Kemudian di halaman rumah biasanya juga disiapkan tungku untuk memasak ketupat yang akan disantap bersama dengan opor. Pada masa dahulu, tradisi memasak sehari sebelum lebaran ini hanya kaum perempuan. Namun saat ini sudah tidak asing lagi, laki-laki turut membantu terutama pada bagian menjaga api ketupat.

2. Beli baju baru
Tradisi lebaran di Palembang berikutnya adalah membeli atau menyiapkan baju baru. Sebetulnya tidak hanya baju, namun juga celana, sepatu atau sandal hingga topi dan ikat pinggang. Semuanya baru.
Uniknya, warga Palembang memiliki kebiasaan membeli baju di malam takbiran.
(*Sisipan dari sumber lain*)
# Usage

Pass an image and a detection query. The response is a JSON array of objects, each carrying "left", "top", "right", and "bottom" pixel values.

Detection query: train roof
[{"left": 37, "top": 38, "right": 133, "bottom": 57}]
Karenanya tidak heran, pada malam lebaran warga akan memadati tempat penjualan pakaian, mulai dari toko biasa hingga mal seperti saat ini.

Persiapan membeli baju lebaran sebenarnya sudah dilakukan sejak pertengahan Ramadhan, namun akan mencapai puncaknya di malam takbiran.
3. Munjung
Sebagai wujud syukur setelah melewati satu bulan penuh puasa, warga Palembang akan berbagi makanan atau kue yang telah dimasak pada H-1 Lebaran. Biasanya, Munjung atau bersedekah dengan berbagai makanan ini dilakukan oleh yang lebih mudah kepada yang tua, adik ke rumah kakak, menantu kepada mertua.

Paling umum pada tradisi ini adalah menantu kepada mertua. Biasanya, seorang menantu perempuan akan menyiapkan berbagai masakan terbaiknya yang dimasak sehari sebelum lebaran pada rantang bertingkat. Kemudian, di hari pertama lebaran, usai melaksanakan sholat ied, sang menantu akan langsung pergi ke rumah mertua dengan membawa rantang.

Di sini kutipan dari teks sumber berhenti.